Кому-то из тех, кто направляется к цели, удается достичь ее прямым, а кому-то непрямым путем. Поэтому и в правлении множеством встречается справедливое и несправедливое. Прямым является всякое правление, когда оно ведет к подобающей цели, непрямым же - когда к неподобающей5. Множеству свободных и множеству рабов6 подобают разные цели. Ибо свободен тот, кто сам является своей причиной, а раб - тот, кто является тем, что он есть, по причине другого. Итак, если множество свободных людей направляется властителем к общему благу этого множества, это правление прямое и справедливое, какое и подобает свободным. Если же правление направлено не к общему благу множества, а к личному благу властителя, это правление несправедливое и превратное. Поэтому Господь грозил таким правителям через Иезекииля (XXXIV, 2), говоря: "Горе пастырям Израилевым, которые пасли себя самих! (словно бы ища собственных выгод). Не стадо ли должны пасти пастыри?". Поскольку пастыри должны заботиться о благе стада, то и любые правители должны заботиться о благе подвластного им множества.

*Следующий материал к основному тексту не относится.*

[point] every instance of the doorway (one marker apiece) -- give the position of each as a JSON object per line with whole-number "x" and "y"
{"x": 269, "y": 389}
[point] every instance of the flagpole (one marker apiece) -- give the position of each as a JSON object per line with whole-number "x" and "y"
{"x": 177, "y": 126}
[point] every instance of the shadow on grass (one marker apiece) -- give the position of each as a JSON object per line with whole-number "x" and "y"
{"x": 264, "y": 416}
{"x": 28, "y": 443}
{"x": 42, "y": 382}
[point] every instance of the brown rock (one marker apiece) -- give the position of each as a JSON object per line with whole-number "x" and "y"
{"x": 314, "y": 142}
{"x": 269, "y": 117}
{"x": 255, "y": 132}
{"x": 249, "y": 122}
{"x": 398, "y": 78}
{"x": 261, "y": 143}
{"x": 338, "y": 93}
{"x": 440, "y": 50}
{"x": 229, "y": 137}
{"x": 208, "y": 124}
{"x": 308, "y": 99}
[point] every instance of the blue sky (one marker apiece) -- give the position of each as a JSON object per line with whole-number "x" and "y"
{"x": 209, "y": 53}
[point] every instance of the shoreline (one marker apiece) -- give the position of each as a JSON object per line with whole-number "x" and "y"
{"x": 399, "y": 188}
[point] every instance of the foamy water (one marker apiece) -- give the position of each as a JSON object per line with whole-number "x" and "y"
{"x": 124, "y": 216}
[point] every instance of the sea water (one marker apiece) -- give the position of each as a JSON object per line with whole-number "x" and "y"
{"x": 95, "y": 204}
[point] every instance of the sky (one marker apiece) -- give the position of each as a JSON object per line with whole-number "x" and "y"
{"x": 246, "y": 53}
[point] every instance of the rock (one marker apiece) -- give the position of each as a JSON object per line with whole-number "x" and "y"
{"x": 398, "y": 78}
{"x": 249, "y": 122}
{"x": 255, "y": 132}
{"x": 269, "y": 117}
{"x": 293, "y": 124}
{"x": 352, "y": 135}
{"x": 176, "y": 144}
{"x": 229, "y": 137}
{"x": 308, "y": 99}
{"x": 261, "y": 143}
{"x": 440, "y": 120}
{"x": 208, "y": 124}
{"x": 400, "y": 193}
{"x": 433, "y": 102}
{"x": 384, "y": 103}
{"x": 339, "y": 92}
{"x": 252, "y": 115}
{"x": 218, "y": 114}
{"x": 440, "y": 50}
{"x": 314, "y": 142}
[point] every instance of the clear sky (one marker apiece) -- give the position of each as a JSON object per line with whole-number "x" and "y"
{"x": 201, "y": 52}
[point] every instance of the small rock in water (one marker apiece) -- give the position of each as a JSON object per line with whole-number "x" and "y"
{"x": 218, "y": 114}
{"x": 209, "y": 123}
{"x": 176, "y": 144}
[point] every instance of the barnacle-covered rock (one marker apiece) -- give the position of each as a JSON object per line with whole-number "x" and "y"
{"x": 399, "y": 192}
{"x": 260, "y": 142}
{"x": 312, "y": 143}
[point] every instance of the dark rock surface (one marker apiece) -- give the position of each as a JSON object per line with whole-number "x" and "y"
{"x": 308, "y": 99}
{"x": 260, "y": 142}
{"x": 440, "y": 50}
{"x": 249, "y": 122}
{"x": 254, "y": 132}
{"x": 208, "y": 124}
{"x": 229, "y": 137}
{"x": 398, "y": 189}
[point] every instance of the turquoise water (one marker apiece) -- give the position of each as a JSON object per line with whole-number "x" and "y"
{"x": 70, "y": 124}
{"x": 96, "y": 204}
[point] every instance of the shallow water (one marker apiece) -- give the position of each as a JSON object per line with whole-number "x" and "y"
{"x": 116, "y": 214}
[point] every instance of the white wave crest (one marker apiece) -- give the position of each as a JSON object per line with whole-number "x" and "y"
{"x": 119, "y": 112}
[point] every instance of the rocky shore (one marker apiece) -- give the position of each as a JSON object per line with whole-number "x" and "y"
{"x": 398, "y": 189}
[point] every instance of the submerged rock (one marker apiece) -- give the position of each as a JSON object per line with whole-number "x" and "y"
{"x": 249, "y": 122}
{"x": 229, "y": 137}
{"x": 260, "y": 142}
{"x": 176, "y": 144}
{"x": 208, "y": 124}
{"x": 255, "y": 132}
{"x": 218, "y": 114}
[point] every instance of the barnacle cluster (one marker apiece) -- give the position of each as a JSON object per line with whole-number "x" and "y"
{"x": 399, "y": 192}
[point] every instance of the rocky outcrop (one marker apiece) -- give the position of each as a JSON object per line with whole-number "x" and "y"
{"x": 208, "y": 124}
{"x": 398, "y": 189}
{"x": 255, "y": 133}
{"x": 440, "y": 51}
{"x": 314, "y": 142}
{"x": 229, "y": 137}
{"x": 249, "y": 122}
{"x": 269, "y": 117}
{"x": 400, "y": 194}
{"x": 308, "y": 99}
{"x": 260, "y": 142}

Итак, если несправедливое правление вершится только одним7, который стремится извлечь из правления свой интерес, а вовсе не благо для подвластного ему множества, такой правитель зовется тираном (каковое наименование производится от "силы"8), потому что, как известно, он угнетает мощью, а не правит по справедливости, отчего и у древних могущественные люди назывались тиранами. Если несправедливое правление вершится не одним человеком, а большим количеством людей - если только не многими - оно называется олигархией, т. е. это главенство немногих, когда, как известно, немногие подавляют плебс ради обогащения, отличаясь от тирана только количеством. Если же несправедливое правление осуществляется многими, это именуется демократией, что означает засилье народа, когда люди из простого народа подавляют богатых. Таким образом, весь народ выступает как один тиран. Подобным же образом следует различать и справедливое правление. Так, если управление осуществляется каким-либо множеством - это называется полития, например, когда множество, состоящее из воинов, главенствует в городе-государстве9 или провинции. Если же управление осуществляется немногими, но обладающими превосходными качествами людьми, правление такого рода называется аристократия, т. е. лучшая власть, или власть лучших, тех, которые оттого и называются оптиматами. Если же справедливое правление осуществляется одним, он правильно называется царем. Поэтому Господь устами Иезекииля (гл. XXXVII, 24) говорит: "А раб Мой Давид будет царем над ними, и один будет пастырь всех их". Отсюда, очевидно, явствует, что царем следует считать того, кто главенствует один, причем это пастырь, пекущийся об общем благе множества, а не о своей выгоде.